A quick and easy dinner like a stirfry is the working mom’s savior. I work five days a week and don’t usually get home until six o’clock in the evening. Some nights, when their homework isn’t too much, the girls would cook dinner or at least get it started for me. But most nights, especially on days when I have been more disorganized than usual, I may not even have a meat defrosted to cook. This is when it helps when you have smaller chunks of meat that can quickly defrost in the microwave.
This beef strifry is a weekday fare just because round roasts are so readily available and easily defrosted. I keep one or two roasts in the freezer for quick weekday stirfries. This is one of them.

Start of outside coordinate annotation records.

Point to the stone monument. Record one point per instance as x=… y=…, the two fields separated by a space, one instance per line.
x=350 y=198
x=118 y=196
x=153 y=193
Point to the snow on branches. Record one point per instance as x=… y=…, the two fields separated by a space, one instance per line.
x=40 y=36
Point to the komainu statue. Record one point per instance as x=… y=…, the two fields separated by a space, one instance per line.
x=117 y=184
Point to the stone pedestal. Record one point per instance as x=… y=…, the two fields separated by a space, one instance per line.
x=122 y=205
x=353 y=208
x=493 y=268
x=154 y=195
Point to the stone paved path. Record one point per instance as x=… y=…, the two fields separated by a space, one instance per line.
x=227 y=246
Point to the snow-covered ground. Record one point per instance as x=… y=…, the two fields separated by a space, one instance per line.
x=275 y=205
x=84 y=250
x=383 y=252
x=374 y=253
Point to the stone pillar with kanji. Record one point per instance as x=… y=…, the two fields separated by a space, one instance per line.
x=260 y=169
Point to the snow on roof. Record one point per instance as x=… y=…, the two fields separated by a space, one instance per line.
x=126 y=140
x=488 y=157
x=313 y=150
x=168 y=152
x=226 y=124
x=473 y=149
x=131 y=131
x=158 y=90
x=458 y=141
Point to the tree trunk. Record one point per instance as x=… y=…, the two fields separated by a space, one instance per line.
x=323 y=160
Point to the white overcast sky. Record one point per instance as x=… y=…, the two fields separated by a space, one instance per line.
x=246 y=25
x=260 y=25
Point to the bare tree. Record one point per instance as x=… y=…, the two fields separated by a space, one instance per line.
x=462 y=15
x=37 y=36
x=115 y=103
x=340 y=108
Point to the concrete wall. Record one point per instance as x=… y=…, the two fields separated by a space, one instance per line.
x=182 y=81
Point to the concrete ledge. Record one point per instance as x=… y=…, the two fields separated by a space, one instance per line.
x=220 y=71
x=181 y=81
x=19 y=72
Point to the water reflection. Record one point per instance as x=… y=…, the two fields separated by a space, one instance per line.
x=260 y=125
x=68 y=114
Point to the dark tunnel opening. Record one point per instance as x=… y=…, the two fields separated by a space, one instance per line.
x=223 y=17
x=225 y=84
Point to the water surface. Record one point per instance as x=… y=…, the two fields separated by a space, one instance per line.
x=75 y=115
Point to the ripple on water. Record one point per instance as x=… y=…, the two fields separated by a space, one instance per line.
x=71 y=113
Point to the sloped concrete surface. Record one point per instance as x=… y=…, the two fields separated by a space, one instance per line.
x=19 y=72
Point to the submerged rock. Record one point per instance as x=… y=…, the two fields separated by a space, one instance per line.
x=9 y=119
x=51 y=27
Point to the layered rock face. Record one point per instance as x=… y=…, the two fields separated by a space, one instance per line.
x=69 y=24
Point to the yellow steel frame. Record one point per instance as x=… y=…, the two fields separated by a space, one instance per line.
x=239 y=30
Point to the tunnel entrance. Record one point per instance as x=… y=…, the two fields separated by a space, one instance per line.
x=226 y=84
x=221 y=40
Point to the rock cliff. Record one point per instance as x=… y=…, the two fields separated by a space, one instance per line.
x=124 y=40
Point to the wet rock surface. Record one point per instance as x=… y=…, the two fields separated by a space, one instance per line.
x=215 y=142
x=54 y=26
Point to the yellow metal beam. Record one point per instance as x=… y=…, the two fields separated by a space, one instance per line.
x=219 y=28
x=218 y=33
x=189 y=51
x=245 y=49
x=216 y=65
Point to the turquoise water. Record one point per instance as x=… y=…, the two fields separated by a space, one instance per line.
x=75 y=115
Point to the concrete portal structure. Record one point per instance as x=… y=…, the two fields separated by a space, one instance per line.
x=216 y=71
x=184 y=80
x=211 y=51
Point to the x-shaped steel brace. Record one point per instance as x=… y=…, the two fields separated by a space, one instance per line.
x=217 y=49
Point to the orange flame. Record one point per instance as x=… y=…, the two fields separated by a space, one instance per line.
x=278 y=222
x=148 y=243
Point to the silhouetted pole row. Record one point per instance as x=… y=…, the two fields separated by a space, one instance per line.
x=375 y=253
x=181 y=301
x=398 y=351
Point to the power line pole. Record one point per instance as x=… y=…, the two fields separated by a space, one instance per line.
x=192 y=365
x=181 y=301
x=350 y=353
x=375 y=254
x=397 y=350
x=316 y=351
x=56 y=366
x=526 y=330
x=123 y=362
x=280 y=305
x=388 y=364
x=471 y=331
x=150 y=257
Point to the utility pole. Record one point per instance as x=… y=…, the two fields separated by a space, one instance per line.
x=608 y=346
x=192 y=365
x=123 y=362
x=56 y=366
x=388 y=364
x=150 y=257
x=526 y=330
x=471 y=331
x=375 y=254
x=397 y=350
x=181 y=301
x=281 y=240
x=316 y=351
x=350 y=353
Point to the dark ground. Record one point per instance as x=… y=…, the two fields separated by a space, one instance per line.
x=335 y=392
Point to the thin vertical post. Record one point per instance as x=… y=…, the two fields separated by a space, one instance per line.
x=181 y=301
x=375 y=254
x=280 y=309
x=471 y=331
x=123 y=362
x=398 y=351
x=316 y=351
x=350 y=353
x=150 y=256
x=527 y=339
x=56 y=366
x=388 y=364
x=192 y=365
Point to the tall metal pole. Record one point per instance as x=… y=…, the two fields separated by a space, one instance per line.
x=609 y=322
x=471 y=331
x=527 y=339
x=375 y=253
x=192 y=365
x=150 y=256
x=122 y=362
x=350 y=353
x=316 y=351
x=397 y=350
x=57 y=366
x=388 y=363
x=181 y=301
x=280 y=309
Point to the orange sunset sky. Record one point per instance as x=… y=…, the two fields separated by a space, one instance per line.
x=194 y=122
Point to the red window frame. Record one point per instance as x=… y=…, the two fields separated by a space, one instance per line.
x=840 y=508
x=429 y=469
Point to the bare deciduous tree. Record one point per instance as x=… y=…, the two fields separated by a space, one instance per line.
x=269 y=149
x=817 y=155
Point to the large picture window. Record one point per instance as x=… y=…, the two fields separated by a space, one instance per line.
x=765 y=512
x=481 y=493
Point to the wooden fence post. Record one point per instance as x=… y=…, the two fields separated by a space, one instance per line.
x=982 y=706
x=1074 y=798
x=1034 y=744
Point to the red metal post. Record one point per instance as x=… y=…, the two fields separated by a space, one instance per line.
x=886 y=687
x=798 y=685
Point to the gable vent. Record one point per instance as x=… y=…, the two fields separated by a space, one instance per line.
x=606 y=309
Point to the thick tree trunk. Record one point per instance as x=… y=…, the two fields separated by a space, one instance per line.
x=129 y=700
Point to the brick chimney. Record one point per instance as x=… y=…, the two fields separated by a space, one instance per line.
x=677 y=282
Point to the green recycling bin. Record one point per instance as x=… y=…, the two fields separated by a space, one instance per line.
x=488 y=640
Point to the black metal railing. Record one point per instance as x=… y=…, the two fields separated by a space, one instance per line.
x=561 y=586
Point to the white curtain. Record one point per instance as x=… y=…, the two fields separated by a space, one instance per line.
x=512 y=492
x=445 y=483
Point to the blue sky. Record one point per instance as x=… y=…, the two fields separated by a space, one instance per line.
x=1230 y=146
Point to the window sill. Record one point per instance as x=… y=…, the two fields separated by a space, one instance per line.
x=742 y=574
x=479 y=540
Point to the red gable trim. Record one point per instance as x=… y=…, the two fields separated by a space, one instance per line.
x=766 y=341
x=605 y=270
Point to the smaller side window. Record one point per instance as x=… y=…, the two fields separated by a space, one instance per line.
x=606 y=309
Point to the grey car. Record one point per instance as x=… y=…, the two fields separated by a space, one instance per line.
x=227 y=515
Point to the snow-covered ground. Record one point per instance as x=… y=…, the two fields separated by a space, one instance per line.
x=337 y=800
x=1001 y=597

The most important thing to remember with most stir fries is to have all your ingredients ready. There’s a fancy name to it like mis en place or something like that. Basically, it means get all your stuff ready before you start cooking 🙂
2 pounds lean Beef, sliced thin
1 Vidalia Onion, sliced
1 Banana Pepper and 1 Tabasco pepper, sliced
¼ cup Basil Leaves, chiffonade (sliced into thin strips)
4 Tablespoons Oil
Fried Garlic for garnish, optional
Juice from 1 Lemon
½ Tablespoon Garlic Powder
1 teaspoon Red Pepper Flakes
¼ cup Soy Sauce
Left over marinating liquid
1 Tablespoon Teriyaki Sauce
1 Tablespoon Oyster Sauce
1 Tablespoon Brown Sugar
Mix the beef with the marinade mixture and let it sit for 30 minutes while you prepare the other ingredients.
In a wok, heat two tablespoons of oil until smoking and sear the beef in batches. I seared one fourth of the beef mixture at a time then set it aside in a separate plate. Cover to keep warm while searing the remainder of the beef. Add another couple of tablespoons of oil if needed.
Add the marinating liquid and the rest of the cooking sauce into the pan and let it come to a boil. Add the meat back in the wok and let it simmer until almost all the juices have evaporated. Add the onions and peppers and stir fry until all the juices have almost dried up and the onions are slightly softened. Stir in the basil just before taking it off the heat. Garnish with fried garlic and serve.